Celebrating the re-release of the best-selling The Medici Effect, the book’s author, and Brown Alum, Frans Johansson spoke at the recent EMSTL session in Providence. He explained the core idea behind the book – what happens when you combine diverse concepts, industries, disciplines, and cultures to create groundbreaking ideas and innovations – and its connection to Brown’s excellence in interdisciplinary thinking.
Johansson began by showing how innovation seems like a dark art shrouded in mystery and then demystifies it through examples that expose the creative crash of difference at the core of change. Logic and expertise are critical ingredients to progress, explained Johannson, but, it’s a capacity available to all. In an environment where the rules are always changing, applying more of the same, won’t give you the competitive edge to breakthrough norms.

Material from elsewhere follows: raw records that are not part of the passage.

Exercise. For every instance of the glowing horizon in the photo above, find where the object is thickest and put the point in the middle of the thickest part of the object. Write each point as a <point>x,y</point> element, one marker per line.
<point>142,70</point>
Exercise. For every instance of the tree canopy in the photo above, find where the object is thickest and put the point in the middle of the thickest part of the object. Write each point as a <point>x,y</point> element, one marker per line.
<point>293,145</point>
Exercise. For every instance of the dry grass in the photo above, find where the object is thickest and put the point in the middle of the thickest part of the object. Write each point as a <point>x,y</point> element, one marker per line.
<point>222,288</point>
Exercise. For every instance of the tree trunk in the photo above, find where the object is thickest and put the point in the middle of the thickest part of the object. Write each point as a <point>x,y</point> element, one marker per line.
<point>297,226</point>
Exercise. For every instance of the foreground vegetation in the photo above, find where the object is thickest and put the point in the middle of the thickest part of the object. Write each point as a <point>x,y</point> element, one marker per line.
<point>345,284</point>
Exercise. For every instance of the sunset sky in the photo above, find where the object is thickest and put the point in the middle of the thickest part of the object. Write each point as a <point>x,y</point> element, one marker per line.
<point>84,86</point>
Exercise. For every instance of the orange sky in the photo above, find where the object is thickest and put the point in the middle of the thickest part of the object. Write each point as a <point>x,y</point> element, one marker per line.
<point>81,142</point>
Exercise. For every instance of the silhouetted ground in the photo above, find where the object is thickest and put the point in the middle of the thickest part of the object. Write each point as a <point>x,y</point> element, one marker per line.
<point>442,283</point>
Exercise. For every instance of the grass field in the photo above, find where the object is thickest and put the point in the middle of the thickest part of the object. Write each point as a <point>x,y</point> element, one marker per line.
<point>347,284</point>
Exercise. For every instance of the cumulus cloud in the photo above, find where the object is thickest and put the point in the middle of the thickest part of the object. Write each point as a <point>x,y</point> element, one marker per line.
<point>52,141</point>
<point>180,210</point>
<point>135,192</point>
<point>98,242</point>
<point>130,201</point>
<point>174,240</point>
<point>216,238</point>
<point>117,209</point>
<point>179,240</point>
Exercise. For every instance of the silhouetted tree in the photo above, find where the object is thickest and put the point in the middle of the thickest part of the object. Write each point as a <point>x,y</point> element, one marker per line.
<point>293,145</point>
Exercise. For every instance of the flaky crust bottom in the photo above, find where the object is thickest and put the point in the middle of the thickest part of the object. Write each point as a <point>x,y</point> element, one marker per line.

That’s why Tesla made it’s IP open source, Johansson continued. Their goal is to continue to change the rules so why not share technology that you know will soon be obsolete.
In the course of the talk, Johansson discussed the book’s formula for creating a Renaissance environment in the workplace. Examples included: take advantage of the exponentially expanding workforce from across the globe and expand your network beyond people who look and sound like yourself.
He concluded by advising students to soak up the Medici Effect baked into Brown’s interdisciplinary DNA and the EMSTL curriculum. “The world is connected,” said Johannson. “Someone made these connections. I think it should be you.”